馬場錬成・成志強『変貌する中国知材現場』〜「ニセモノ大国」から「知材大国」へ(B&Tブックス・日刊工業新聞社/1,800円税別)
韓国もそうであるが、今中国では国を挙げてアニメ産業の育成を後押ししている。全国の大学に次々とアニメ学部や学科が誕生しているとのことであるが、日本のアニメの流通(上映・放映・販売)を禁止してまで自国産業を育てようとしているとのことで、その現状はどうなのであろう。
これまでの中国の知材戦略は非常に明快で、内に優しく、外に厳しくというものであった。
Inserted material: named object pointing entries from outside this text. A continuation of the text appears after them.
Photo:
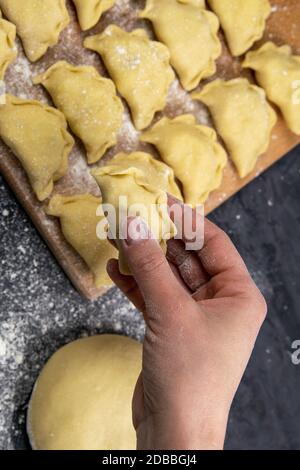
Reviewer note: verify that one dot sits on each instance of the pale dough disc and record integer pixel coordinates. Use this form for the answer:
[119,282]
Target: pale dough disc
[82,398]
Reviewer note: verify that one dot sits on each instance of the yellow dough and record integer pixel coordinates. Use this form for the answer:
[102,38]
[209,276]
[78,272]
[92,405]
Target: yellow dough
[139,67]
[37,135]
[243,118]
[82,398]
[89,102]
[139,188]
[8,52]
[157,173]
[193,152]
[89,11]
[190,33]
[243,21]
[79,216]
[39,23]
[278,72]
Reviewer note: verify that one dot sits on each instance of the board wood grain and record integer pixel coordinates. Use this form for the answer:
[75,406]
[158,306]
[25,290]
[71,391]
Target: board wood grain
[282,27]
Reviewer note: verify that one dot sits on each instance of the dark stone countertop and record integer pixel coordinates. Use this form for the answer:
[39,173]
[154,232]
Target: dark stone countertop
[40,310]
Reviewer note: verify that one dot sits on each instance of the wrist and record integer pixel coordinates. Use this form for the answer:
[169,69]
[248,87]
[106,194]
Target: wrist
[183,430]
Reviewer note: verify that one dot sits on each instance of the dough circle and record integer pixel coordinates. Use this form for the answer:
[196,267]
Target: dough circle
[82,398]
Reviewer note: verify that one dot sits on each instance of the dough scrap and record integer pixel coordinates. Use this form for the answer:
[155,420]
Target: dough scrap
[89,103]
[243,21]
[157,173]
[82,398]
[243,118]
[89,11]
[39,23]
[277,70]
[190,33]
[193,152]
[138,188]
[139,67]
[37,134]
[8,52]
[79,216]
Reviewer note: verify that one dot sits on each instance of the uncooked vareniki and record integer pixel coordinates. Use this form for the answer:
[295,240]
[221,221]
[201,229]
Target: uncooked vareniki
[7,45]
[37,134]
[139,67]
[243,118]
[157,173]
[39,23]
[277,70]
[82,398]
[129,193]
[193,152]
[89,102]
[79,216]
[243,21]
[190,33]
[89,11]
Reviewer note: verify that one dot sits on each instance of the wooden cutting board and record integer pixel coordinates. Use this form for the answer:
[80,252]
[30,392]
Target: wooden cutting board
[283,27]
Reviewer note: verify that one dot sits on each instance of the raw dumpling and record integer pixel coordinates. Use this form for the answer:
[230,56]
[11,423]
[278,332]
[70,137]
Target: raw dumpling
[278,72]
[90,11]
[127,189]
[190,33]
[89,102]
[82,398]
[243,118]
[139,67]
[243,21]
[193,152]
[37,135]
[7,45]
[157,173]
[79,216]
[39,23]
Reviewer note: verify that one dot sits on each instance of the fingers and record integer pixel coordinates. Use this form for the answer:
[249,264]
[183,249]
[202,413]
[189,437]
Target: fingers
[219,254]
[151,271]
[126,284]
[189,223]
[187,264]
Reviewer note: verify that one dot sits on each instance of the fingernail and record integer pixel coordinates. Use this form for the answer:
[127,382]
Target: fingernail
[137,231]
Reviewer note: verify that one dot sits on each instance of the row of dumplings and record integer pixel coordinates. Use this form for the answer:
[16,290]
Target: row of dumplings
[142,74]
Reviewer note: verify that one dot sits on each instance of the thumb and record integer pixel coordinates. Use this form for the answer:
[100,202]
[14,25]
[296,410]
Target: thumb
[150,269]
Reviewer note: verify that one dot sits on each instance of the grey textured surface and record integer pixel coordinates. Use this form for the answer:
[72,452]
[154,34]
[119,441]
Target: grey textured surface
[41,311]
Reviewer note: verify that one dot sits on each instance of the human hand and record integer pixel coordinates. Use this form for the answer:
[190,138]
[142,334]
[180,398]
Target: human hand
[203,313]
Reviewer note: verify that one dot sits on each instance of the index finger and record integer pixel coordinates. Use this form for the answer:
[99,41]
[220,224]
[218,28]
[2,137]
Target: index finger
[218,253]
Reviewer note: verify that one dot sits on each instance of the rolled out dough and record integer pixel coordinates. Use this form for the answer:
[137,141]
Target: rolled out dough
[82,398]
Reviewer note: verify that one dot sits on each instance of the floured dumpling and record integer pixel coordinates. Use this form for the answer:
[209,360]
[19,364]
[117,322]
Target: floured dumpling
[157,173]
[278,72]
[79,216]
[243,118]
[89,102]
[139,67]
[243,21]
[8,52]
[37,134]
[89,11]
[39,23]
[190,33]
[123,188]
[193,152]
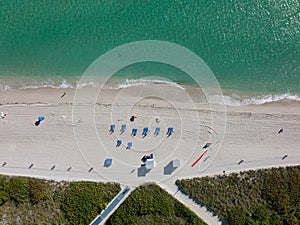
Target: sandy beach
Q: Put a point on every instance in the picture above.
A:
(72, 143)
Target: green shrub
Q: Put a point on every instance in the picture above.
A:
(268, 196)
(83, 201)
(4, 196)
(149, 204)
(39, 190)
(19, 190)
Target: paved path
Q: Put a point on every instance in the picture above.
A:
(112, 207)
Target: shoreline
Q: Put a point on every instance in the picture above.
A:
(251, 134)
(229, 99)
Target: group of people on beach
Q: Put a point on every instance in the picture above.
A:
(3, 115)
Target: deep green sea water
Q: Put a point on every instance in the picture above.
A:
(251, 46)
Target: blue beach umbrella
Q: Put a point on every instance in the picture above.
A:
(41, 118)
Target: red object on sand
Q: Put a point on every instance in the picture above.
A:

簡単に言えば違法コピー天国ということであるが、これが実際に自分たちが知材をつくる立場になると、逆に大きなネックとなるのである。
日本にせよアメリカにせよ、基本的なアニメのビジネスモデルは興行、放映、パッケージ販売、商品化権、海外販売などで成り立っている。しかし、違法コピーが蔓延する中国では、これらの事業がほとんど成立しない。かろうじて収益ソースとして望めるのは興行と放映とだけであるが、現状劇場アニメはほとんどつくられておらず、また放送局から支払われる放映権料も非常に安い。
つまり、中国ではアニメを製作しても回収のビジネスモデルを組み立てられないのである。もちろん、日本と比べて製作費はかなり安いと思われるが、この状況ではビジネスは成立しない。
自国のアニメビジネスを成立させるためには違法コピーを排除、知材権を確立し、アニメビジネスを組み立てるしかないが、同時にそれは少子化、人口減が進む日本のアニメ産業にとっても非常に大きな意味を持つことになる。その意味で中国のアニメ産業が早く立ち上がるよう見守って行きたい。
『変貌する中国知材現場』は中国知材現場の状況を伝える本である。本書を読むと中国ではソフト、コンテンツといった知材に対する認識が大きく変わりつつあることが感じられる。以前紹介した『コンテンツビジネス in 中国』と併せて読むと、ほぼ実態が把握できる。